Expansion Planning For Systems Growth

Something scary is happening in the world of computing. Even though everything is getting smaller and more powerful, we’re faced with increasing demand for power to run systems, keep them cool and house them. Although disk drive capacity requirements double every year, if companies require more drives, the issues become how to deal with the increased expense to run systems and keep servers cool — and where they will house everything.

“Server consolidation and virtual servers are a major step toward improving capacity utilization of servers,” says Arun Taneja, founder and consulting analyst at Taneja Group, a storage and server analyst consultancy in Hopkinton, Mass. “Every data center person should be looking at both. Companies are also turning to blade servers as another strategic way of consolidating space.”

Restricted Space

Companies in cities such as Manhattan and London are facing serious storage issues because there physically isn’t room for them to increase the size of their data centers. Many organizations are being forced to move their operations to locations with more open space.

Yet moving a data center is among the hardest processes from a planning and execution perspective. The volume of data that companies possess is daunting, and they don’t have the luxury of simply turning systems off and putting them onto a truck.

“It’s a very expensive proposition, even in a best case scenario,” says Steve Duplessie, founder and senior analyst at The Enterprise Strategy Group, Inc., an IT consultancy based in Milford, Mass. “All of a company’s applications can be dynamically migrated online to a new site, but IT must make sure everything is synched and online before doing a hard cut over and decommissioning the old site.”

But Duplessie cautions that such moves never go perfectly smoothly and it takes an enormous amount of time — at least a year — and bandwidth on top of the cost to complete a move and upgrade.

Starting Over

On the plus side, moving a data center enables a company to start with a clean slate. It can be an opportunity to recognize the past infrastructure mistakes and to architect and configure for the new millennium going forward.

Duplessie suggests that if an old data center site isn’t going to go away, it can then be used as a disaster recovery backup site. He believes companies are starting to recognize that assets that have depreciated are ideal for housing second tier applications, or for disaster recovery.

“Many companies prefer to get rid of their old assets and tend to buy infrastructure for infrastructure sake,” says Duplessie, “which solves one problem and creates another — that’s the nature of computing.”

Another way to conserve data center space and plan for future growth, says Duplessie, is to evaluate data and determine what is mission critical and what isn’t. “People are starting to realize that not all data should be treated exactly the same and not all data needs to be on the highest tech, most expensive gizmos.”
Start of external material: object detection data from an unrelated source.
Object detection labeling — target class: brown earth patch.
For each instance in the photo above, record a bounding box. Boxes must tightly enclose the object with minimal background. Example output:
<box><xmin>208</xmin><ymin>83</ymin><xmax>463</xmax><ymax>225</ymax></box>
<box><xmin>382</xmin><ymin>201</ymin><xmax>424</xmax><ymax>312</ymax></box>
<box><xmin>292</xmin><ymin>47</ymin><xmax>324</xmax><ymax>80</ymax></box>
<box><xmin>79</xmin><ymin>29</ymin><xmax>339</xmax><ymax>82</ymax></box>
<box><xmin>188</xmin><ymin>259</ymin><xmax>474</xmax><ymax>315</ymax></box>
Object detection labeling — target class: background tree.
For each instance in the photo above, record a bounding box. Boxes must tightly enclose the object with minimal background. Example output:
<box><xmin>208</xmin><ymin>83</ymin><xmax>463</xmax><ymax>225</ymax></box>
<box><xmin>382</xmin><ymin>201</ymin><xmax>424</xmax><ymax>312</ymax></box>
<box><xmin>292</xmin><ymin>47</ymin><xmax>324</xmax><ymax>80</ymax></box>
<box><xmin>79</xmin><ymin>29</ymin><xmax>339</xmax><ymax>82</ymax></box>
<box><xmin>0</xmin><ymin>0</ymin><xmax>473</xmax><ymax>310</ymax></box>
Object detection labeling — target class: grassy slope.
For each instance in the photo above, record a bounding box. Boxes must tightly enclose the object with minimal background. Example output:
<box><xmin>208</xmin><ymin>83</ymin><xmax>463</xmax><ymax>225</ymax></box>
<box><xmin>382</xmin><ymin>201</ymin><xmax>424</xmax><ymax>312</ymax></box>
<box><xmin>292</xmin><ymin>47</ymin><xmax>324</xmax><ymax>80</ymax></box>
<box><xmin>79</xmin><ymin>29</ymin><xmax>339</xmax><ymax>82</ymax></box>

“I would be willing to bet there is huge amount of data that doesn’t need to be spinning around twenty-four hours a day,” he adds. “Data’s value and access patterns change over time, and because we architected it and stored it there on day one doesn’t meant that’s where it should be on day two-hundred.”

If companies took 75 percent of their data off their primary production storage area and moved it to a lower cost, lower power, lower performing storage area, the savings garnered could be doubled, according to experts.

“If it’s not possible to grow physically we have to take a data-centric view,” says Duplessie. “If we place everything around the life cycle and value and importance of the data, which is variable over time, and don’t treat it the same, we have the opportunity to make decisions based on whatever criteria we have. It’s treating everything the same that gets us in this power, cooling and space problem because it’s easier to make the decision to buy more of what we have — but it’s usually strategically worse for that operation.”

Over the long term, companies need to recognize that data has a life cycle and it can be staged on different servers that have different attributes around performance. That will let IT devise plans that capitalize on existing data center usage and minimize the need to add real estate to duplicate what is already in place.